As most people know, an integer can only be finite length when expressed in the form of a series of digits in some base. However, real numbers in general can be infinite length, so long as there is a "first digit".

That is, if we express an "infinite integer" in the form $$ \sum_{n=0}^\infty a_n 10^n $$ where $a_n\in\mathbb{Z}_{10}$, then addition and multiplication should both be well-defined on this sequence. Indeed, I suspect that such a system may actually form a field, as additive and multiplicative inverses should exist (consider that $\bar{9}+1=0$ where $\bar{9}$ is the number for which $a_n=9$ for all $n$, and $\overline{285714}3\times7=1$, where $\overline{285714}3$ has $a_0=3$ and then $a_{6n+1}=4$, $a_{6n+2}=1$, and so on).

Has such a set with addition and multiplication been investigated? Does it have a name? Does it actually form a field, or does it fail one of the required properties of a field? Is the system functionally the same irrespective of chosen base, or do different bases change some properties of the system?

Answer 1

You've rediscovered the $10$-adic integers. Such "infinite decimal expansions of integers" form a ring using the usual rules for adding and multiplying decimals. However, they do not form a field. A quick and easy way to see this is that $10$ has no inverse (since if you multiply $10$ by anything, then the last digit of the product will be $0$).

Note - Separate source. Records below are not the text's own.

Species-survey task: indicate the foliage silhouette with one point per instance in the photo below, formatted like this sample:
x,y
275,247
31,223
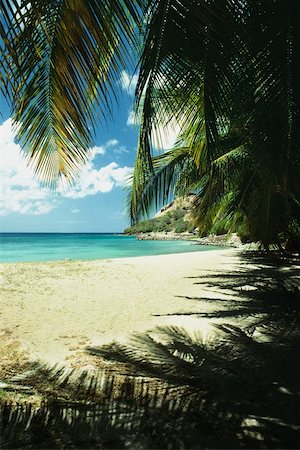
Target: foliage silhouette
x,y
239,389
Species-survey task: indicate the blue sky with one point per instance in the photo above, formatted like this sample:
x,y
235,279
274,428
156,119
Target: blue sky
x,y
97,202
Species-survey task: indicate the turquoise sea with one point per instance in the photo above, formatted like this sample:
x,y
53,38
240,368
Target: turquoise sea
x,y
59,246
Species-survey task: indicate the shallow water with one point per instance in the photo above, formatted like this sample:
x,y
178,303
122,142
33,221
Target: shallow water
x,y
59,246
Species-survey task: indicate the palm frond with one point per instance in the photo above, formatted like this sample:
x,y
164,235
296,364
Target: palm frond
x,y
69,57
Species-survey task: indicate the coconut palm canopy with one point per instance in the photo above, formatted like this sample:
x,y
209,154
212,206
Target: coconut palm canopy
x,y
226,72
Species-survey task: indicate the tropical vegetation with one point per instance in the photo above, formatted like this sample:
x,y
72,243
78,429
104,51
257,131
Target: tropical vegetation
x,y
225,72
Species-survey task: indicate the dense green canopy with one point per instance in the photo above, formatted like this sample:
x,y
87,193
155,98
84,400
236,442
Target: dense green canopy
x,y
227,72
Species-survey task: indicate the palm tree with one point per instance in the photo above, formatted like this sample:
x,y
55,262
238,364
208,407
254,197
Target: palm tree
x,y
237,99
60,64
234,95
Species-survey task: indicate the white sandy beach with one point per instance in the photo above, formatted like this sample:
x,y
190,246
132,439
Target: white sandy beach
x,y
56,309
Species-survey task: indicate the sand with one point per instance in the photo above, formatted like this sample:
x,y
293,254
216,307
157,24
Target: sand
x,y
56,309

Even worse, however, this ring has zero divisors: there are nonzero elements $x$ and $y$ such that $xy=0$. These take a bit of work to construct, but here's the idea. We'll construct the digits of $x$ and $y$ one at a time, starting from the end. Start by saying the last digit of $x$ is $2$ and the last digit of $y$ is $5$, so the last digit of $xy$ is $0$. Then choose the preceding digit of $x$ so that $x$ is divisible by $4$, and the the preceding digit of $y$ so that $y$ is divisible by $25$, so their product will be divisible by $100$ and end in two zeroes (for instance, $x$ might end in $12$ and $y$ might end in $25$). Continue choosing digits of $x$ and $y$ one at a time so that $x$ is divisible by every power of $2$ and $y$ is divisible by every power of $5$. Every digit of the product $xy$ will end up being $0$.

You can, of course, do the same thing with a different base instead of $10$, giving you the $b$-adic integers for any integer $b>1$. Unlike the case of finite base expansions, however, you get a genuinely different number system for different values of $b$! (To be precise, it turns out that the number system you get depends only on the set of prime factors of $b$, so for instance the $10$-adic integers are isomorphic to the $50$-adic integers.)

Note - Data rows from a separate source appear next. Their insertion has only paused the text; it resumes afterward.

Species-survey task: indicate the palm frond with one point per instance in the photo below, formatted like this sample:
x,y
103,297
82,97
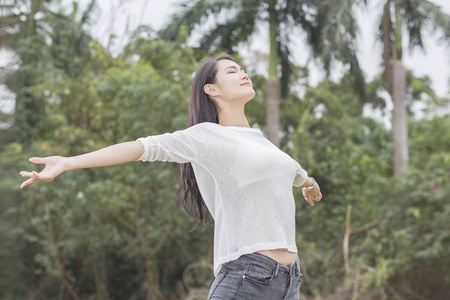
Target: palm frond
x,y
193,13
422,15
231,32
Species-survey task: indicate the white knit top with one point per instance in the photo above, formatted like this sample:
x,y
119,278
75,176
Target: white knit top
x,y
245,181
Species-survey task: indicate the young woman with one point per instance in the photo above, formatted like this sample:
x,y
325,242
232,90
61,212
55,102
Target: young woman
x,y
229,172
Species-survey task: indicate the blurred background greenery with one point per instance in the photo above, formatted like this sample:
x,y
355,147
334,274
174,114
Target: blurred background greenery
x,y
382,230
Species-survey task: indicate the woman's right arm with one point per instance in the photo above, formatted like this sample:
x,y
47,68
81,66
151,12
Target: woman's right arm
x,y
56,165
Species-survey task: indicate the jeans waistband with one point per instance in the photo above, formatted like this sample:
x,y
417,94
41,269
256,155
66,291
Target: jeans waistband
x,y
292,269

It turns out that whenever $b$ has two different prime factors, the $b$-adic integers will have zero divisors, as in the case $b=10$. When $b$ is a prime (say $b=p$), however, the $p$-adic integers are an integral domain (they have no zero divisors). The $p$-adic integers aren't quite a field, though, because $p$ has no inverse. If you adjoin an inverse to $p$, you do get a field, called the $p$-adic numbers and written $\mathbb{Q}_p$. Elements of $\mathbb{Q}_p$ are "base $p$ expansions that can be infinite on the left": that is, formal sums $$\sum_{n=k}^\infty a_np^n$$ where each $a_n$ is an integer between $0$ and $p-1$ and $k\in\mathbb{Z}$ (so $k$ can be negative, allowing finitely many negative powers of $p$ in the sum).

There is a much larger story here: $p$-adic numbers play a huge role in modern number theory, and have a very rich structure. Since it is easily possible to write an entire book on the topic, I'll end my answer here though. You can read a bit more about them on the Wikipedia page I linked at the beginning.

Answer 2

Yes. What you've defined is called the 10-adic numbers. They don't form a field for two reasons, one of which is that $10$ is not invertible; the other reason is left as an exercise.

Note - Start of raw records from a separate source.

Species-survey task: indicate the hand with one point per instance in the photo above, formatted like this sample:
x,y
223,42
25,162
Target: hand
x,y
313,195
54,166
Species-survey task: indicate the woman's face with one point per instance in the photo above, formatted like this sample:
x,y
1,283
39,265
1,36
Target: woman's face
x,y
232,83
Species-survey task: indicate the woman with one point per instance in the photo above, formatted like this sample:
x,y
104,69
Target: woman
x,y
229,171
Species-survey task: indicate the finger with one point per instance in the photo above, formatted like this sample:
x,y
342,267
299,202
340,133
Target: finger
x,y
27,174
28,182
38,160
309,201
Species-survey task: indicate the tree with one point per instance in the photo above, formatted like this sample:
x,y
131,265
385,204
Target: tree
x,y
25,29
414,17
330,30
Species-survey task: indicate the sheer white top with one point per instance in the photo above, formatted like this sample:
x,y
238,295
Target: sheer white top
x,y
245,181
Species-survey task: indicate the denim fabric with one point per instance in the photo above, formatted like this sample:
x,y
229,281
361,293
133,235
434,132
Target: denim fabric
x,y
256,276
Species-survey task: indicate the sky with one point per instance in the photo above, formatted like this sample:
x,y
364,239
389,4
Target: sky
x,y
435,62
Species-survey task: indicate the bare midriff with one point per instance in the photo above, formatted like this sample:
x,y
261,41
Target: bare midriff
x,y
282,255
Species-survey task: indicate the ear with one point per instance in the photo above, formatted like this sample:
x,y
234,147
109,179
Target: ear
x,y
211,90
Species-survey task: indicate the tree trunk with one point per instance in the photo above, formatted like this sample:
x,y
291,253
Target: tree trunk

Most books will only talk about the $p$-adic numbers for $p$ prime, and this is because the general case turns out to reduce to the prime case, essentially because of the Chinese remainder theorem.

Answer 3

Another fun way that the rings differ depending on the base used is that in base 5, $-1$ (i.e. $\bar{4}$) has a square root while $2$ doesn't, but in base 7 it's the other way around (and $-1$ is of course $\bar{6}$ in that base).

I should note that I haven't proved those, but my messing around with the idea pointed strongly that way. If you like programming it's a fun exercise to write up a class that implements these numbers. I did it in Python, as its yield/generator system made it easy to model these numbers as a potentially infinite list that produced the digits from units place up.